Amerikanisches Armutszeugnis

Amerikanisches Armutszeugnis

Die europäische Finanzkrise hält die ganze Welt in Atem. Nun stolpert auch noch Zypern immer mehr in ein Schuldendilemma und wartet auf Rettung aus Brüssel. Griechenland, Italien, Spanien und nun der kleine Inselstaat werden die Politiker und die Finanzmärkte auch 2013 auf Trab halten.
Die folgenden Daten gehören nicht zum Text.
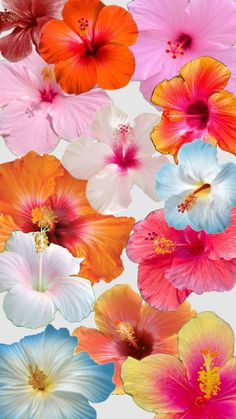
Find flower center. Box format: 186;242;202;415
116;321;140;350
186;100;209;130
166;33;192;59
196;349;221;405
178;183;211;213
106;124;140;173
153;237;176;255
31;205;57;231
28;365;48;391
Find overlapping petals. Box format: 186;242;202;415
39;0;137;94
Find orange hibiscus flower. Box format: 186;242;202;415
0;152;135;283
73;285;196;394
151;57;236;161
39;0;138;94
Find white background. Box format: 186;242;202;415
0;0;236;419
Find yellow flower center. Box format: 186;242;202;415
116;321;139;350
178;183;211;213
198;349;221;403
153;237;176;255
41;67;55;81
28;365;49;391
31;205;57;230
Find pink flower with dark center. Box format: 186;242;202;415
127;209;236;310
63;105;168;214
0;0;64;61
0;51;110;155
129;0;236;100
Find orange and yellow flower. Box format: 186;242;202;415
74;285;195;394
0;152;135;282
39;0;138;94
151;57;236;161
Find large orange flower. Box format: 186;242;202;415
151;57;236;160
0;152;135;282
39;0;138;94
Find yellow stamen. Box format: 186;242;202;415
153;237;176;255
178;183;211;213
198;349;221;400
116;321;140;350
31;205;57;230
28;365;49;391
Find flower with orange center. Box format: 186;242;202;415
0;152;134;282
151;57;236;161
74;285;195;394
121;312;236;419
39;0;138;94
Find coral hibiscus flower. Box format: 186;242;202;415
39;0;137;94
129;0;236;100
0;51;110;156
0;0;64;61
121;312;236;419
74;285;195;394
127;209;236;310
0;152;134;282
151;57;236;158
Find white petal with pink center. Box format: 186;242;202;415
0;231;94;329
62;105;168;214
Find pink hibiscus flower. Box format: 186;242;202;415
0;51;111;155
129;0;236;100
127;208;236;310
0;0;64;61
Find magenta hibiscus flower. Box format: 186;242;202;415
127;208;236;310
129;0;236;100
0;0;64;61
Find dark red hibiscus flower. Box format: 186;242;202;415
0;0;65;61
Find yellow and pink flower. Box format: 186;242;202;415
121;312;236;419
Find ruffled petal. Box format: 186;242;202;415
178;311;234;386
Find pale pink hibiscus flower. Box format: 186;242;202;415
129;0;236;100
127;208;236;310
0;51;111;155
0;0;65;61
62;105;168;214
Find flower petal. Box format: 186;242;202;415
47;277;94;322
208;92;236;154
178;311;234;386
0;100;59;155
94;44;135;90
86;164;134;214
62;136;112;179
121;354;194;413
94;285;142;340
49;89;110;140
94;5;138;47
3;284;55;329
138;257;191;311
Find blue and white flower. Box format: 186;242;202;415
0;231;94;330
0;325;115;419
156;140;236;234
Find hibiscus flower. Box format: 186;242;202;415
151;57;236;160
0;152;134;282
0;51;110;155
121;312;236;419
0;231;94;329
39;0;137;94
73;285;196;394
127;208;236;310
129;0;236;100
0;0;64;61
156;140;236;234
62;105;168;214
0;326;114;419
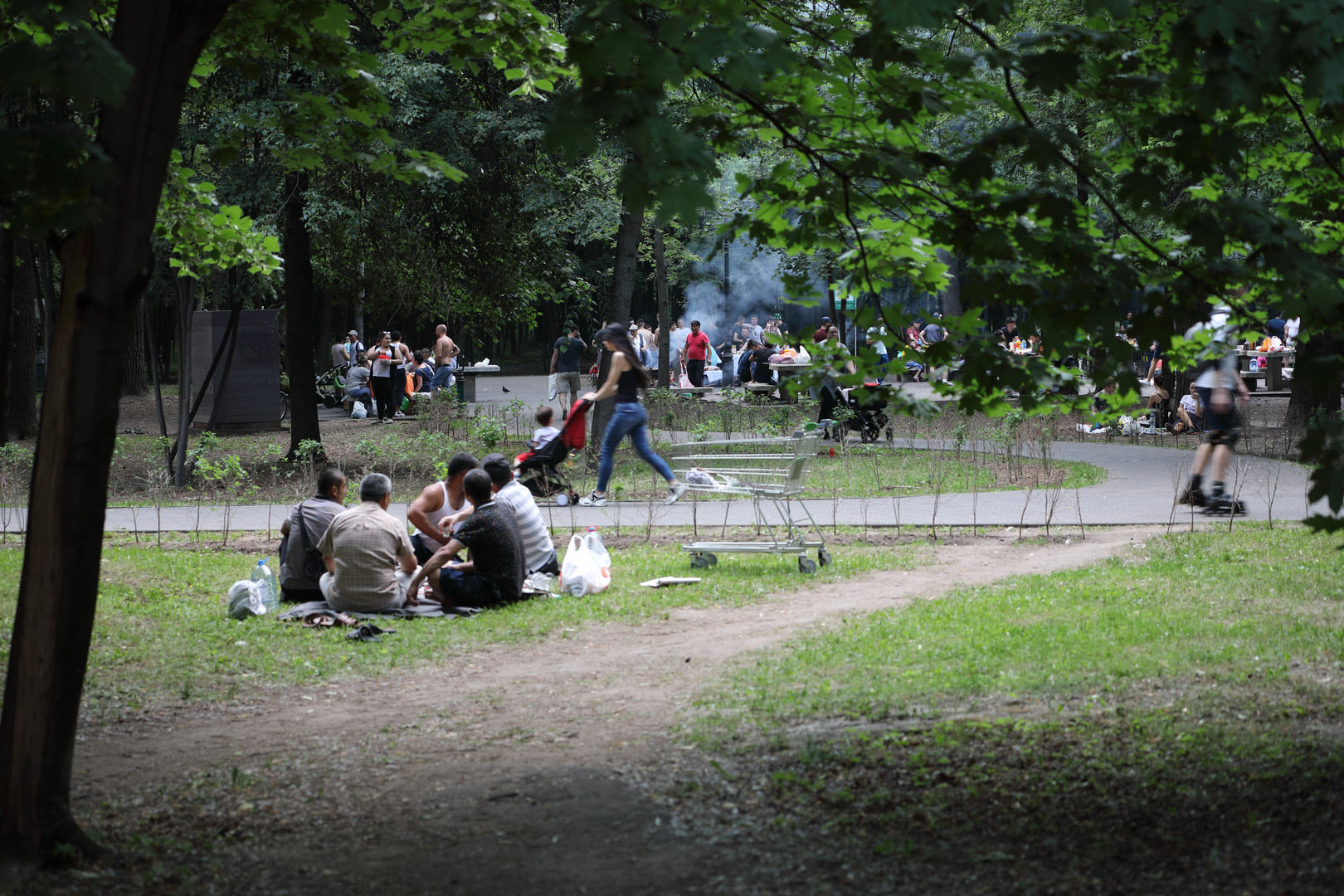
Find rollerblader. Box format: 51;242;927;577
1180;306;1250;514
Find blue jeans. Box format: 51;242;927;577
429;364;453;392
597;402;674;492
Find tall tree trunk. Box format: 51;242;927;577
0;226;19;445
172;275;197;489
121;299;149;395
284;171;323;460
7;236;39;439
0;0;228;869
592;193;644;458
653;222;672;388
937;249;965;317
317;289;336;369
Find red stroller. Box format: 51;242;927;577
514;399;592;505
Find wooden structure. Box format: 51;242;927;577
191;309;284;432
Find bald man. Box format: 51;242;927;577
429;324;462;392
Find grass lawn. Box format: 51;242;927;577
0;532;928;716
715;523;1344;725
661;525;1344;894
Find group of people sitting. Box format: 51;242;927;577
280;451;559;612
332;324;461;423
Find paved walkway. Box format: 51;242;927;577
0;439;1325;538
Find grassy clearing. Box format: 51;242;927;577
660;525;1344;894
0;532;928;714
713;525;1344;727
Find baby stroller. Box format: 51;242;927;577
840;382;891;442
514;399;592;506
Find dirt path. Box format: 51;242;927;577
74;529;1147;894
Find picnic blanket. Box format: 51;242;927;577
277;601;480;623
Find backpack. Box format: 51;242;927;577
299;501;327;584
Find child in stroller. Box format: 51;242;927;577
840;382;891;442
514;399;592;506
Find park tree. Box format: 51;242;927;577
0;0;558;866
558;0;1344;527
7;0;1344;875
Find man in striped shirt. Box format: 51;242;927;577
481;454;561;575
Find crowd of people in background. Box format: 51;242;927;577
331;324;462;423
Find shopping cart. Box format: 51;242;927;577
672;430;830;572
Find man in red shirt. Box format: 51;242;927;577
685;321;709;388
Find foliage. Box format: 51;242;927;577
553;0;1344;528
154;149;282;277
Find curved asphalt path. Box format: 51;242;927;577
12;439;1325;538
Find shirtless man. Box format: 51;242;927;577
637;321;659;371
429;324;462;392
406;451;480;566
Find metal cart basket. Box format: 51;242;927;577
672;430;830;572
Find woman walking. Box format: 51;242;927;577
579;326;685;506
368;334;401;423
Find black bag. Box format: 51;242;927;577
299;501;327;584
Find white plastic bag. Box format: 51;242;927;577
561;533;611;598
228;579;266;619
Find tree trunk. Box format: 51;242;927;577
607;196;644;333
937;249;965;317
653;222;672;388
37;243;61;368
317;289;336;369
172;275;197;489
121;299;149;395
284;171;323;460
0;224;19;445
7;236;39;439
0;0;228;869
592;193;644;462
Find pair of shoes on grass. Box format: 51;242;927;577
579;482;685;506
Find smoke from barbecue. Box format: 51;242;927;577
683;238;821;334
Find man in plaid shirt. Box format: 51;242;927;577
317;473;418;612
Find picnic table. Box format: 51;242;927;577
770;364;811;404
1236;348;1297;392
453;364;500;404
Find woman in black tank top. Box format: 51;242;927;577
579;326;685;506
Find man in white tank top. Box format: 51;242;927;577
406;451;480;566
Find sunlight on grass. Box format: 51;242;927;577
709;523;1344;725
0;537;932;712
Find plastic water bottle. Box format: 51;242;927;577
253;558;280;612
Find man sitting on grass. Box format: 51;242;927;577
317;473;416;612
280;466;347;603
410;470;523;607
481;454;561;575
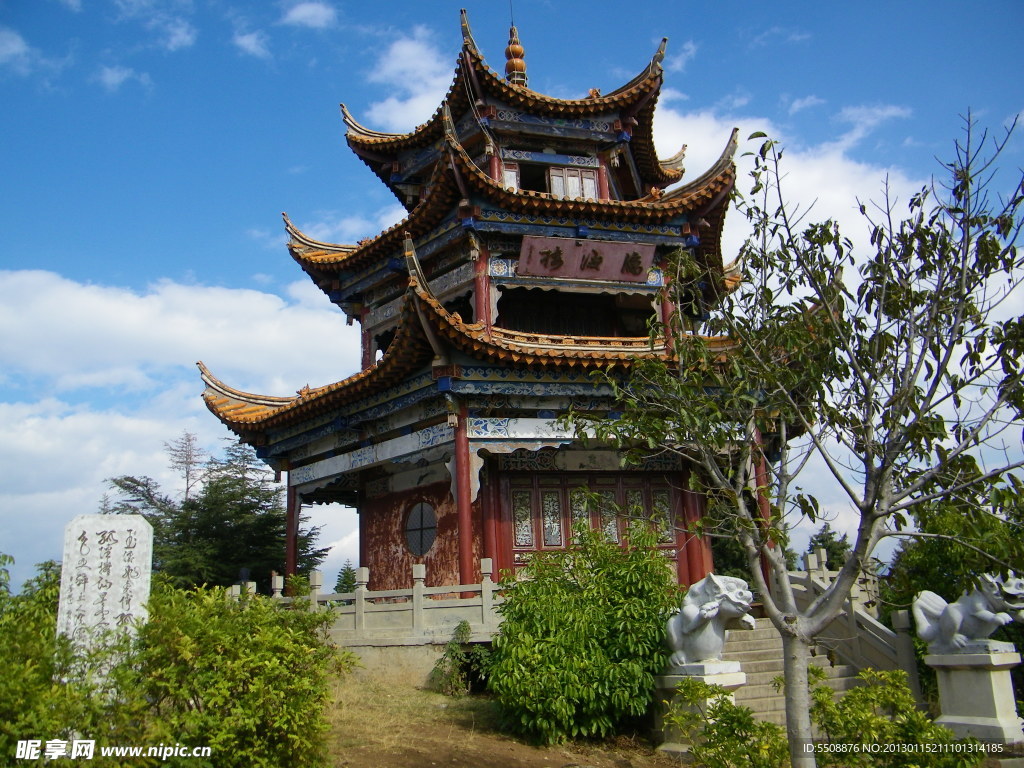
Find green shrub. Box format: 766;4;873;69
430;620;490;697
0;555;354;768
811;670;984;768
488;525;678;743
126;588;353;768
665;666;984;768
665;678;790;768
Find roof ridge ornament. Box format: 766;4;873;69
459;8;479;52
650;37;669;70
505;25;526;88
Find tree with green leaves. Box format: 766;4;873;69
807;522;850;570
334;559;355;594
486;522;679;743
577;119;1024;768
102;433;328;591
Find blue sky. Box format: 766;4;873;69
0;0;1024;582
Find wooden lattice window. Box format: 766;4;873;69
406;502;437;557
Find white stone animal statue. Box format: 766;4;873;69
911;571;1024;653
666;573;754;668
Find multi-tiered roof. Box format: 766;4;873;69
200;12;735;462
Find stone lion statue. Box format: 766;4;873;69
911;571;1024;653
666;573;754;668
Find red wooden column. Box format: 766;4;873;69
455;406;476;584
597;161;611;200
285;485;302;577
473;248;490;328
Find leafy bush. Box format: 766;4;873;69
665;678;790;768
125;588;354;768
488;525;678;743
665;666;984;768
430;620;490;696
811;670;984;768
0;555;354;768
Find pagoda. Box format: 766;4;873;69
199;11;736;590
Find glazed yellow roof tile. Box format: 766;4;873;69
341;23;683;187
289;126;736;280
198;264;732;441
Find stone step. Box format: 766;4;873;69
722;648;782;664
725;627;782;645
724;635;782;653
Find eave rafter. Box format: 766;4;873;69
289;123;736;275
341;11;682;200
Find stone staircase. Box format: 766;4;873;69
722;618;858;726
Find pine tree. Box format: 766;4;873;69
102;432;328;591
807;522;850;570
334;560;355;594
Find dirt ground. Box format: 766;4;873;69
330;676;680;768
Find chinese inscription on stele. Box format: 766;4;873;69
516;236;654;283
57;515;153;647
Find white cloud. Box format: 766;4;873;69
0;27;39;75
231;30;270;58
790;95;825;115
0;270;358;394
155;18;199;50
299;203;409;244
665;40;697;72
836;104;910;152
369;27;454;131
750;27;811;48
0;270;359;584
115;0;199;51
95;65;153;93
281;2;337;30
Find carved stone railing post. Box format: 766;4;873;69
413;563;427;633
480;557;495;630
270;573;285;598
890;610;925;707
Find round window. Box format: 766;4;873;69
406;502;437;557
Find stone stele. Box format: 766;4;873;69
57;515;153;647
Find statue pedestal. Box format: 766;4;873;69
654;662;746;755
925;643;1024;744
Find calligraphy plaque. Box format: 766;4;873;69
57;515;153;646
516;234;654;283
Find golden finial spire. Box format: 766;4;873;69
505;25;526;86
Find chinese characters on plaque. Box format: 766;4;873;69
516;236;654;283
57;515;153;647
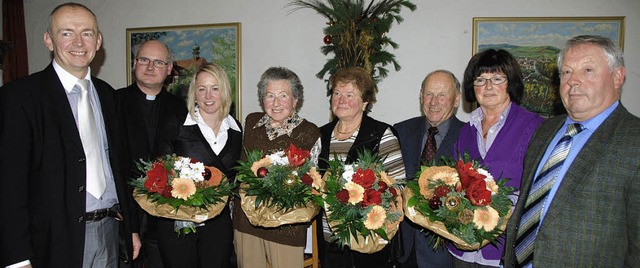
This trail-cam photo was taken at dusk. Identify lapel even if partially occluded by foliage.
[39,64,84,151]
[541,104,624,227]
[518,115,567,210]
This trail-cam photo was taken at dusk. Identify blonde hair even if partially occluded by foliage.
[187,63,232,120]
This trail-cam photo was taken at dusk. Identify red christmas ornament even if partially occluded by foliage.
[322,35,331,45]
[256,167,269,178]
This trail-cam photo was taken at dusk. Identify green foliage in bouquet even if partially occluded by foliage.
[324,150,403,247]
[406,153,515,247]
[236,147,322,212]
[129,154,235,210]
[287,0,416,95]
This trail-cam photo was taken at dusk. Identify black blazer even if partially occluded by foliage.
[394,116,464,267]
[0,64,132,267]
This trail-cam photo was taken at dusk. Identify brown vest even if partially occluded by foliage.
[233,113,320,247]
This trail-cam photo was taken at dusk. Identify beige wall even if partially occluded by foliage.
[25,0,640,125]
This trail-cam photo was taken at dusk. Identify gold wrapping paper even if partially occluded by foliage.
[240,189,320,228]
[325,188,404,254]
[133,190,229,223]
[404,187,513,251]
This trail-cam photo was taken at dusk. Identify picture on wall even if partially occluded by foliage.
[473,17,625,117]
[127,23,242,121]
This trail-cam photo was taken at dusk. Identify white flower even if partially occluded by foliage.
[173,156,191,170]
[476,168,493,181]
[267,151,289,166]
[342,165,355,181]
[188,162,204,182]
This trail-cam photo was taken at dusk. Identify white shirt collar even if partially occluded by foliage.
[183,106,241,132]
[53,60,93,94]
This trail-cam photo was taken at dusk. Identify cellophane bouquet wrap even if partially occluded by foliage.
[404,154,515,250]
[130,155,234,233]
[236,144,324,228]
[323,150,404,253]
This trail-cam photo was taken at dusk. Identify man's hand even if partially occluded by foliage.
[131,233,142,260]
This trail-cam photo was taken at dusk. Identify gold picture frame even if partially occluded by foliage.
[472,17,625,117]
[126,22,242,121]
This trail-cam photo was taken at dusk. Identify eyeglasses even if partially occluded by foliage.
[473,76,507,86]
[136,57,169,68]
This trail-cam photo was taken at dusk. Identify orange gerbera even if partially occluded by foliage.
[307,167,325,195]
[473,206,500,232]
[343,181,364,205]
[251,157,271,177]
[418,166,460,199]
[171,178,196,200]
[364,205,387,230]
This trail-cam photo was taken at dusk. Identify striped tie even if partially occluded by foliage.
[516,123,584,266]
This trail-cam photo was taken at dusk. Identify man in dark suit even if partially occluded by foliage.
[394,70,464,268]
[116,40,187,268]
[503,36,640,267]
[0,3,136,267]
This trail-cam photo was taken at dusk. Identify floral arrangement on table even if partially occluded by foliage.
[236,144,324,227]
[404,154,515,250]
[287,0,416,95]
[323,150,404,253]
[130,154,235,234]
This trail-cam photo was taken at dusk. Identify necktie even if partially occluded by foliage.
[516,123,584,266]
[420,127,438,164]
[76,79,106,198]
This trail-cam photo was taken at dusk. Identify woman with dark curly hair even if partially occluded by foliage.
[449,49,542,267]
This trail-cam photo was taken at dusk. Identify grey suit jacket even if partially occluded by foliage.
[393,116,464,267]
[504,104,640,267]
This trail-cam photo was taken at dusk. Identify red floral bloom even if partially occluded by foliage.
[336,189,349,204]
[144,162,168,194]
[378,181,389,193]
[465,180,491,206]
[456,160,486,190]
[300,174,313,186]
[351,168,376,189]
[284,143,311,167]
[360,188,382,207]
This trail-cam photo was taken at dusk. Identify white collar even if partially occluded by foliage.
[53,60,93,94]
[183,106,241,132]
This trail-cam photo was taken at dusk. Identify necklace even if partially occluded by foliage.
[336,121,360,134]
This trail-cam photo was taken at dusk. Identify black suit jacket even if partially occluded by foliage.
[0,65,132,267]
[393,116,464,267]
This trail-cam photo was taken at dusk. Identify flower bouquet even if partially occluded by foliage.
[323,151,403,253]
[130,155,234,233]
[236,144,324,227]
[404,154,515,250]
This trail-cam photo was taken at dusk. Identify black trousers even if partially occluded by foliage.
[157,206,233,268]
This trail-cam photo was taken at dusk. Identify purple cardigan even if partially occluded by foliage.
[449,103,543,266]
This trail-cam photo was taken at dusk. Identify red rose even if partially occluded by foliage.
[465,180,491,206]
[378,181,389,193]
[284,143,311,167]
[389,187,398,197]
[351,168,376,189]
[456,160,486,189]
[361,188,382,207]
[144,162,168,193]
[336,189,349,204]
[300,173,313,186]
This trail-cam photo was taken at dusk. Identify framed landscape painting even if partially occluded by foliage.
[127,23,242,121]
[473,17,625,117]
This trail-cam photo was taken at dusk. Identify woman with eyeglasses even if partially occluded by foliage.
[448,49,543,267]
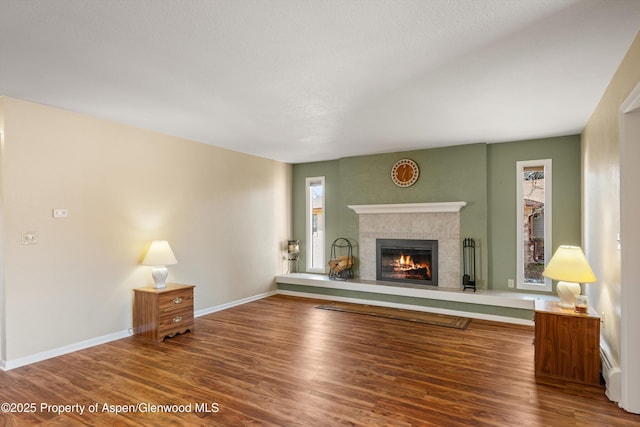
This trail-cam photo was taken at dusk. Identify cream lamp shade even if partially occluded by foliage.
[542,245,596,308]
[141,240,178,289]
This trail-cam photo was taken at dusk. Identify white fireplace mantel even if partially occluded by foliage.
[347,202,467,215]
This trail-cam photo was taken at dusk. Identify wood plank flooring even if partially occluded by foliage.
[0,295,640,427]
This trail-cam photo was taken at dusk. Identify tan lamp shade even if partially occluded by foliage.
[542,246,596,283]
[141,240,178,265]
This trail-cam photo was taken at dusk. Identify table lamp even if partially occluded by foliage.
[542,245,596,308]
[141,240,178,289]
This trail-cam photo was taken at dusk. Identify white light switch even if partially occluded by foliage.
[53,209,69,218]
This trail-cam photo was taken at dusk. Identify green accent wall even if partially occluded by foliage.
[293,135,581,290]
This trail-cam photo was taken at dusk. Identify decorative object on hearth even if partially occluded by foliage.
[329,237,353,280]
[462,237,476,292]
[391,159,420,187]
[542,245,597,308]
[141,240,178,289]
[287,240,300,273]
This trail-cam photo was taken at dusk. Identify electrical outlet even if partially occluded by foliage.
[53,208,69,218]
[22,231,38,245]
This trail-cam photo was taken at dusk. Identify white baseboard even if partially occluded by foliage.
[0,329,131,371]
[194,290,278,317]
[0,291,278,371]
[278,290,534,326]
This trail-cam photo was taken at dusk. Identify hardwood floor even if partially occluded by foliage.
[0,296,640,427]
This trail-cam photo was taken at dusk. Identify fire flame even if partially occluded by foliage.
[393,254,429,271]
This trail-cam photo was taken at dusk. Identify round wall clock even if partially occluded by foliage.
[391,159,420,187]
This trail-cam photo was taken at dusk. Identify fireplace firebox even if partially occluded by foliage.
[376,239,438,286]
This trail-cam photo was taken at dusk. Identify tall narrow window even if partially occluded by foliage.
[516,159,552,291]
[305,176,325,273]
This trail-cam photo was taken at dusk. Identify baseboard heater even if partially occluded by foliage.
[600,343,622,402]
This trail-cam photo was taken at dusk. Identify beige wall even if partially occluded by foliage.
[2,98,291,360]
[582,33,640,412]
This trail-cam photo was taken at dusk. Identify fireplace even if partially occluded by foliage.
[376,239,438,286]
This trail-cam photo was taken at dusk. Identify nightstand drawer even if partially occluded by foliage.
[158,309,193,336]
[158,288,193,313]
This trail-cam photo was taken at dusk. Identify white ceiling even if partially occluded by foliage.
[0,0,640,163]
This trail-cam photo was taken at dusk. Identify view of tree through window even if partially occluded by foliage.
[306,177,325,272]
[522,166,545,284]
[516,159,552,291]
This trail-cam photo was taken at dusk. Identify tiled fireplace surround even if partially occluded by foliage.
[349,202,466,288]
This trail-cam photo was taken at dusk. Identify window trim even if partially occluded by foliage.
[516,159,553,292]
[305,176,327,273]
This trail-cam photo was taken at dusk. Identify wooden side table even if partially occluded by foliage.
[133,283,195,341]
[535,300,601,386]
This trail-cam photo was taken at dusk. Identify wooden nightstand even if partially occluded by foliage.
[535,300,601,386]
[133,283,195,341]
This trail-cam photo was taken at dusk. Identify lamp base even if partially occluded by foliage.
[151,265,169,289]
[556,281,580,308]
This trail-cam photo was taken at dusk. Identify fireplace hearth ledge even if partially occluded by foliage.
[275,273,557,325]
Viel schlimmer und dringlicher aber ist die Situation in den USA: Wenn sich Demokraten und Republikaner nicht in den kommenden Tagen auf ein Steuer- und Sparpaket einigen, droht der Weltmacht ein Riesenproblem: die sogenannte Fiskalklippe, die automatische Steuererhöhungen und Ausgabenkürzungen auslöst.

Im US-Kongress haben sich Demokraten und Republikaner bisher nicht über ein umfassendes Sparprogramm zum Schuldenabbau einigen können. Ohne Kompromiss laufen die Steuervergünstigungen die der ehemalige US-Präsident George W. Bush den Reichen schenkte, aus, ebenso wie die Hilfen der Regierung Obama für Arbeitslose und sozial Schwache. Zudem treten dann Etatkürzungen von 600 Milliarden Dollar (465 Milliarden Euro) automatisch in Kraft. Die US-Wirtschaft würde in eine tiefe Rezession schlittern, die Weltwirtschaft würde sich im kommenden Jahr kaum erholen, und auch die Krise in Europa würde neuen Zündstoff erhalten.

Das Schlimme: Der Streit zwischen Republikanern und Demokraten zeigt, wie sehr Politiker den Demokratiegedanken pervertieren können. Die Republikaner wollen mit allen Mitteln und unter allen Umständen vermeiden, dass ihre Wähler, die reiche Mittelschicht, höhere Steuern zahlen müssen. Hier steht eindeutig Klientelpolitik vor dem Wohl der Allgemeinheit. Was die US-Politik derzeit veranstaltet, ist ein Armutszeugnis - für die Menschen in den Staaten genauso wie für die Demokratieentwicklung auf der ganzen Welt.